In a letter to Weischede, INZ said Valdez needed to make arrangements to leave New Zealand immediately or be liable for deportation.
“Normally if an applicant has a pending application with INZ they issue an interim visa, but such is not the case for Charity,” Weischede said.
“Instead INZ refused to give her an interim visa, making her unlawful. This shows unfairness.”
INZ’s operations director, Dominic Forde, said Valdez was granted a temporary work visa on April 6 last year by the IPT.
“This will allow the appellant time to lodge and progress her residence application and allow her, her husband, and their child a further period of stability until the outcome of that application is known,” the IPT said.

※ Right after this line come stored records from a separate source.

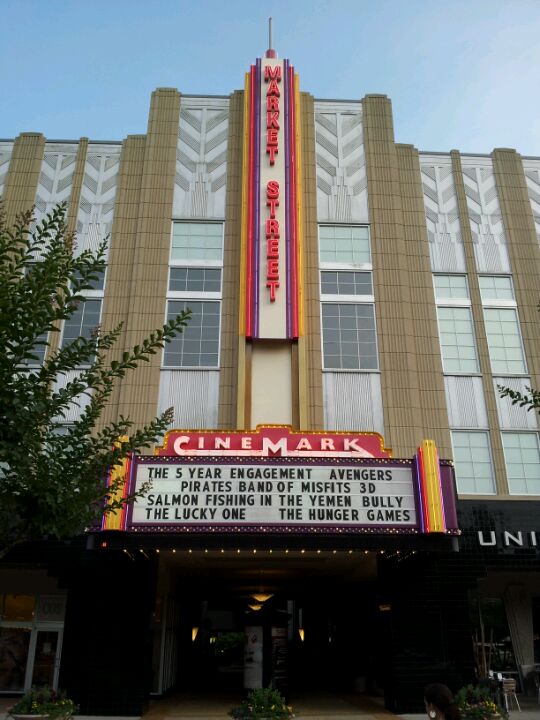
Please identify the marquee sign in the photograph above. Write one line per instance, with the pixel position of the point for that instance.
(263, 483)
(271, 218)
(274, 440)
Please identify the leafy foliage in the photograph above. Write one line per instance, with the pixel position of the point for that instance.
(263, 703)
(52, 475)
(44, 701)
(476, 703)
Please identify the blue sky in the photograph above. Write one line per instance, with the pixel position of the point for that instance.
(461, 74)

“Should the appellant’s application for residence be unsuccessful (or is still being processed), the 12 months will also have allowed the couple time to save money and make arrangements to return to the Philippines.”
But Forde said that her work visa had now expired.
“The decision whether to grant an interim visa is a discretionary one, and no person has the right to apply for an interim visa,” Forde said.
“As Ms Valdez had already been granted a temporary work visa by the IPT, she is not entitled to a further appeal against liability for deportation. If she was granted an interim visa or any other temporary entry class visa, her right of appeal would be reinstated.”
Forde said INZ was also concerned that Valdez may have provided misleading information in a previous application, and a letter noting this was sent to her on March 25.